- Published on
Deep Agents Trilogy #3: From Laptop to Production — Deploy & Monitor with Amazon Bedrock AgentCore, LangFuse & Terraform
"The biggest challenge in AI isn't building agents—it's deploying them reliably at scale while maintaining visibility into their behavior."
📚 The Deep Agents Trilogy
This is Part 3 of a three-part series on building production-ready AI agent systems.
#1 Foundations — Understanding deep vs shallow agents and multi-agent orchestration
#2 Building DeepSearch — Implement a multi-agent research system from scratch
#3 Production Deployment — You are here: Deploy to Amazon Bedrock AgentCore with LangFuse observability
If you can't deploy your agent in a scalable, resilient, and replicable way, it's just a personal toy that will never go to production. Plus, if you can't monitor it, it's a ghost—you have no idea what it's doing, why it's failing, or how to improve it.
The two previous articles in this trilogy focused on the conceptual foundations in Part 1: Foundations and the practical implementation in Part 2: Building DeepSearch. This third and final article completes the journey by tackling what matters most for real-world adoption: production deployment and observability.
We'll deploy our Deep Research Agent to Amazon Bedrock AgentCore using Terraform and instrument it with LangFuse for comprehensive monitoring—all following Infrastructure as Code (IaC) best practices.
Deployment
Why Deployment Matters
Building an agent that works on your laptop is one thing. Making it available to users, scalable under load, and maintainable over time is an entirely different challenge. Production deployment addresses critical concerns that local development ignores:
- Scalability: Your agent needs to handle multiple concurrent users without degradation
- Reliability: Session isolation, automatic restarts, and fault tolerance become essential
- Security: API keys, credentials, and user data must be protected
- Reproducibility: Every deployment should be identical, traceable, and reversible
- Cost Management: Clear visibility into resource consumption is a key
Without proper deployment infrastructure, your brilliant agent remains a demo. With it, you have a production-ready service (il ne restera plus qu'a trouver les users, lol).
Bedrock AgentCore
What is Bedrock AgentCore?
Amazon Bedrock AgentCore is AWS's latest service for productionizing AI agents. I see it as the successor to Bedrock Agents, their first attempt at agent productionization. That first service was simple in some ways but also restrictive: it primarily treated tools as Lambdas, was not very flexible, and was not really suitable for complex agents. After testing it myself, I found that it offered some customization, but not enough. It sat awkwardly between ClickOps-style simplicity and full-fledged agent platforms, without fully serving either audience. The former help non-technical users create agents with little to no coding knowledge, while the latter are built for deep-tech teams and developers who want to build complex agents, orchestrate them themselves, and keep almost full control. With AgentCore, AWS clearly decided to go all-in on the full-fledged agent-platform side, while still supporting ClickOps-style experiences through Amazon Q.

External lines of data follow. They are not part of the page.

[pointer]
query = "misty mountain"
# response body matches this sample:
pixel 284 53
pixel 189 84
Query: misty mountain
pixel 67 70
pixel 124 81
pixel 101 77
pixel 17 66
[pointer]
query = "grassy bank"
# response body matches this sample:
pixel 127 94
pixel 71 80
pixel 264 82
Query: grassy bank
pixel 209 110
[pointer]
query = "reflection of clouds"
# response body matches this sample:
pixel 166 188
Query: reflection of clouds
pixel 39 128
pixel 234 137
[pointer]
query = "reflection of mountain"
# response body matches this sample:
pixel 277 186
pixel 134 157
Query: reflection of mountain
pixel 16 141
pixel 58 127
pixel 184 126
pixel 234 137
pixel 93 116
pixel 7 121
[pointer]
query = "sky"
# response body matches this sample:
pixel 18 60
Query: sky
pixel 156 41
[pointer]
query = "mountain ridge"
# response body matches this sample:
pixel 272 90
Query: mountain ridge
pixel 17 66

Amazon Bedrock AgentCore is a secure, serverless runtime purpose-built for deploying and scaling dynamic AI agents. It's framework-agnostic, supporting Strands Agents, LangChain, LangGraph, CrewAI, and any other Python-based agent framework.
Key capabilities include:
- Serverless Execution: No infrastructure management—just deploy your code
- Session Isolation: Each user session runs in a dedicated microVM, protecting sensitive state
- Auto-Scaling: Scales from zero to thousands of sessions in seconds
- Protocol Support: Native support for MCP, A2A, and custom protocols
- Model Flexibility: Use any model from any provider (Bedrock, OpenAI, Anthropic, etc.)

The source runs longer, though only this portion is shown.